After raising interest rates 10 times since 2022 in an effort to bring down inflation to a 2% target range, the Federal Reserve paused interest rate hikes in June. Nonetheless, the federal funds rate remained at a targeted range of 5% to 5.25%, a 16-year high. Moreover, a Fed official said the central bank isn’t keeping future interest rate hikes off the table until it’s convinced it’s close to reaching its goal.
“I do not support stopping rate hikes unless we get clear evidence that inflation is moving down towards our 2 percent objective,” Fed Governor Christopher J. Waller said in May at an economic summit in Santa Barbara, California.

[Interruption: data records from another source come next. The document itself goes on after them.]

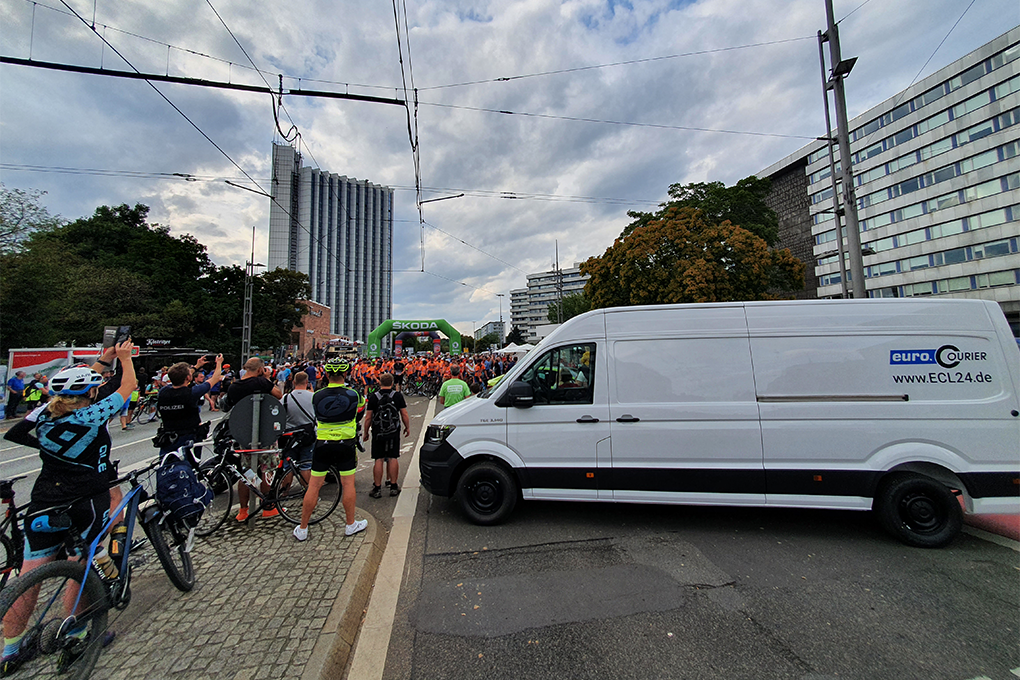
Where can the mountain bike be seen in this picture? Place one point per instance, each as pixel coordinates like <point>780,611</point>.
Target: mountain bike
<point>287,484</point>
<point>11,536</point>
<point>64,605</point>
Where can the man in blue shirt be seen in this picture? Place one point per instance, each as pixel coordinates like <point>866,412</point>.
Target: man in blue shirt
<point>15,389</point>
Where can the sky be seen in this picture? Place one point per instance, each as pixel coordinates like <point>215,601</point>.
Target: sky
<point>612,102</point>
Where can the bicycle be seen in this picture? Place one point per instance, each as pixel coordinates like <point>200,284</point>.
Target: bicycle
<point>287,485</point>
<point>146,411</point>
<point>11,536</point>
<point>64,605</point>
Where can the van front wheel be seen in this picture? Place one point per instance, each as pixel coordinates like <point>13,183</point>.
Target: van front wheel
<point>487,492</point>
<point>919,511</point>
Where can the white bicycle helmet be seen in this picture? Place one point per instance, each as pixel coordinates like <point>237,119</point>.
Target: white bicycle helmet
<point>78,379</point>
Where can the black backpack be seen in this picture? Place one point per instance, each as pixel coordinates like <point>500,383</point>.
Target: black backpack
<point>179,490</point>
<point>386,419</point>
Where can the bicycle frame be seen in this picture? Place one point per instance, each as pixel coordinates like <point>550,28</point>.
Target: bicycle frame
<point>130,506</point>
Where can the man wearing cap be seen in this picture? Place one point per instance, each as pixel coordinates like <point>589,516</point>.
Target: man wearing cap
<point>337,409</point>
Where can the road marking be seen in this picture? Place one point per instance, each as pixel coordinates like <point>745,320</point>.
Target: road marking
<point>373,640</point>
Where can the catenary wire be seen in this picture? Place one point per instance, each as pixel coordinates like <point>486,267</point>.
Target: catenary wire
<point>628,62</point>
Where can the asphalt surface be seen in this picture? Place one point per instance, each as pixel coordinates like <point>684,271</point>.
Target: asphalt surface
<point>592,590</point>
<point>571,590</point>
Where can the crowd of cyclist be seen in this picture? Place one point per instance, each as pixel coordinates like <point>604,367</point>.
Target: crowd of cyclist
<point>69,427</point>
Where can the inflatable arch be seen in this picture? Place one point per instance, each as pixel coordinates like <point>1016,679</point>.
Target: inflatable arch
<point>374,347</point>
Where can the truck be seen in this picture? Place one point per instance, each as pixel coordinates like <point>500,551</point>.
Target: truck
<point>908,408</point>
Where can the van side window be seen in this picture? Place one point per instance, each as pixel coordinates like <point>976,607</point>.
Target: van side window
<point>563,375</point>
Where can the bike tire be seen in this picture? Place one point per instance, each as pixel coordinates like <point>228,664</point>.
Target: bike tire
<point>290,500</point>
<point>222,501</point>
<point>169,539</point>
<point>63,656</point>
<point>10,559</point>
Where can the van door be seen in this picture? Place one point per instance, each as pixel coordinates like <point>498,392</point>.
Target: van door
<point>684,421</point>
<point>558,437</point>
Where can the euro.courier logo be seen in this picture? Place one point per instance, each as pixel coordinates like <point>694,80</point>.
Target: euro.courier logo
<point>947,356</point>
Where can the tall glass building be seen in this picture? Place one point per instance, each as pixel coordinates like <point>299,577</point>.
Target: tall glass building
<point>340,232</point>
<point>936,170</point>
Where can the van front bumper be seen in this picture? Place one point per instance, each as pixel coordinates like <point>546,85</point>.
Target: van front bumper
<point>438,462</point>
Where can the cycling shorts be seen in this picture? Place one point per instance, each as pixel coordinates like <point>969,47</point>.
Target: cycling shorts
<point>341,454</point>
<point>88,517</point>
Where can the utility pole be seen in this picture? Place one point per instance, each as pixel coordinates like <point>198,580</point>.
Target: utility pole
<point>840,69</point>
<point>837,212</point>
<point>559,286</point>
<point>246,332</point>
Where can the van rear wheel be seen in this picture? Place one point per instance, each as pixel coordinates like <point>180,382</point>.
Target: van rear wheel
<point>919,511</point>
<point>488,492</point>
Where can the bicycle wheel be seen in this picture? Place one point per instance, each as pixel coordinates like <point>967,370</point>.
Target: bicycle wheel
<point>290,497</point>
<point>170,540</point>
<point>10,559</point>
<point>53,644</point>
<point>222,501</point>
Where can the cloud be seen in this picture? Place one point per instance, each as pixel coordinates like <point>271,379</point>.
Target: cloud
<point>574,179</point>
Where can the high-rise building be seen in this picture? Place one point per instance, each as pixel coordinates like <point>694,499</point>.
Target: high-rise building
<point>340,232</point>
<point>936,172</point>
<point>529,307</point>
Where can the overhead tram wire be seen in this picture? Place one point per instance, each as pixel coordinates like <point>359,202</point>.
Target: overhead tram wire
<point>299,79</point>
<point>899,98</point>
<point>164,97</point>
<point>575,69</point>
<point>619,122</point>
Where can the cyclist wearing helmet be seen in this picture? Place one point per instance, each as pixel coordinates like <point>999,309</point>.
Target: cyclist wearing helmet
<point>337,410</point>
<point>73,445</point>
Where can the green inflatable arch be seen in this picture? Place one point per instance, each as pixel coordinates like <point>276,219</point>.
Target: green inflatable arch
<point>374,348</point>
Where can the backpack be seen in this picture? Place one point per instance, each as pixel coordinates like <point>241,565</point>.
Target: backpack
<point>386,419</point>
<point>180,492</point>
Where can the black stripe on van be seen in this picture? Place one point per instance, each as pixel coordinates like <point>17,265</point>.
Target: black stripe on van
<point>784,482</point>
<point>991,484</point>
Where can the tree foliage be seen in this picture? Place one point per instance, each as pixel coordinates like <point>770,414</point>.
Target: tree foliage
<point>21,215</point>
<point>573,304</point>
<point>65,283</point>
<point>743,204</point>
<point>681,257</point>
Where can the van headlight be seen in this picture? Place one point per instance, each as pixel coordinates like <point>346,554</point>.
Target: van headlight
<point>437,434</point>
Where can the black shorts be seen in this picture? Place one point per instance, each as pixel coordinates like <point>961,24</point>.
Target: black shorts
<point>341,454</point>
<point>88,518</point>
<point>386,446</point>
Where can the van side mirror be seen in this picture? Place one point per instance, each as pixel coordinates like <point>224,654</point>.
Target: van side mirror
<point>521,395</point>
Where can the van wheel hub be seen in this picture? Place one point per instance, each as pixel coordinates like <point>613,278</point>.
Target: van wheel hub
<point>920,513</point>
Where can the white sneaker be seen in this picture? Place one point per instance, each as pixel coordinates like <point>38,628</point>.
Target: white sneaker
<point>352,529</point>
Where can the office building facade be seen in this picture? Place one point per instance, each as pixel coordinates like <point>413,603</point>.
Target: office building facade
<point>529,306</point>
<point>936,171</point>
<point>339,231</point>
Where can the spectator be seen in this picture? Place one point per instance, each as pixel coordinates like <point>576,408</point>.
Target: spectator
<point>454,390</point>
<point>15,390</point>
<point>386,411</point>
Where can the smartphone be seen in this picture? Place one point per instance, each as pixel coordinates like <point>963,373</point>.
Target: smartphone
<point>114,335</point>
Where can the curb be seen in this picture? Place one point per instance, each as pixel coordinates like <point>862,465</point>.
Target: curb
<point>335,643</point>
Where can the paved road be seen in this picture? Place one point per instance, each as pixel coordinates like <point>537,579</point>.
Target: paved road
<point>587,590</point>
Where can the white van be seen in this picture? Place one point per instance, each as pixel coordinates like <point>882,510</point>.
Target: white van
<point>897,406</point>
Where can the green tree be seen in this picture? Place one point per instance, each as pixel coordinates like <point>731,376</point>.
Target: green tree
<point>21,215</point>
<point>680,257</point>
<point>573,304</point>
<point>743,204</point>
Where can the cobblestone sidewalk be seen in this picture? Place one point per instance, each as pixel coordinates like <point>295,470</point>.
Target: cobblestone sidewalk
<point>264,606</point>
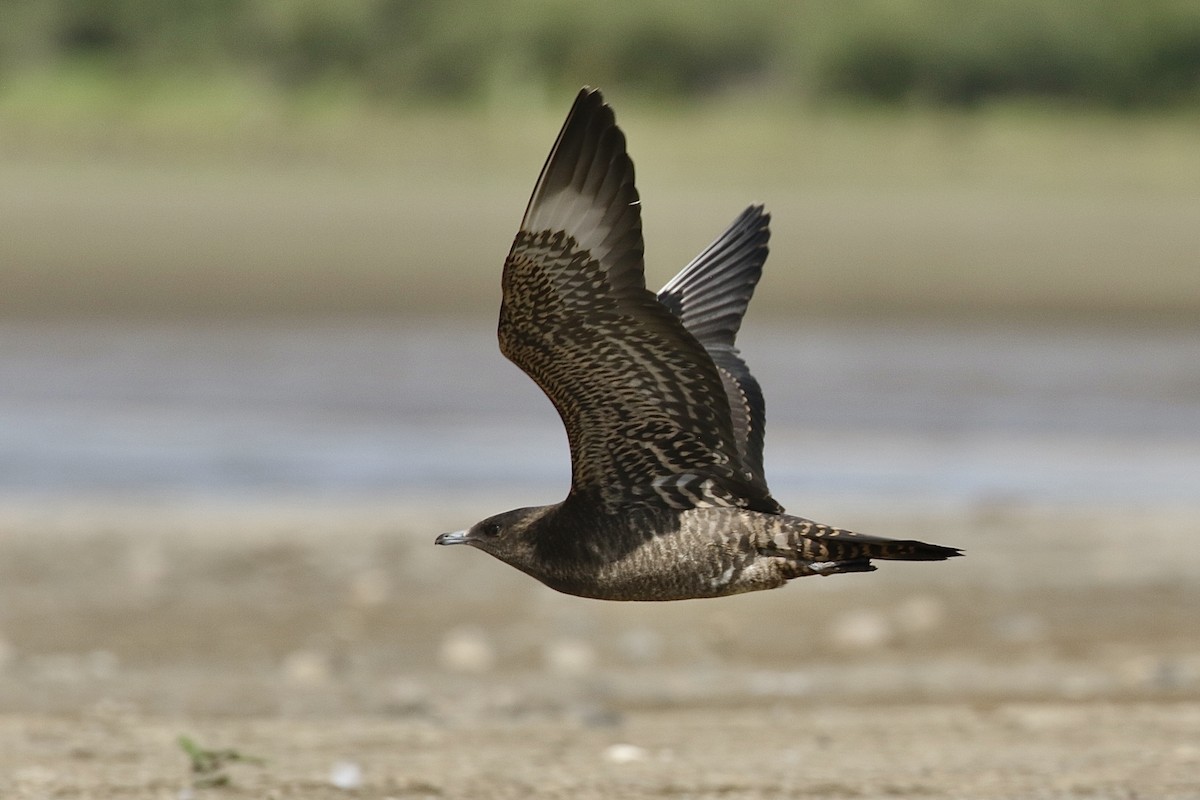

Moreover, Fed Chairman Jerome Powell told reporters at a press conference that central bank policymakers expressed interest rates could increase by another half percentage point in 2023. The Fed will meet again in July.
Most recently, the Fed increased interest rates by 25 basis points in May even after some economists had predicted the Fed may loosen monetary policy following a banking crisis triggered by the collapse of institutions like SVB and Signature Bank.
“The likelihood of another hike or two has also increased given the lack of credit crunch the Fed was expecting from the banking sector,” Hepp said in previous statement. “As a result, mortgage rates, while still on a gradual decline, are likely to remain higher through the remainder of the year.”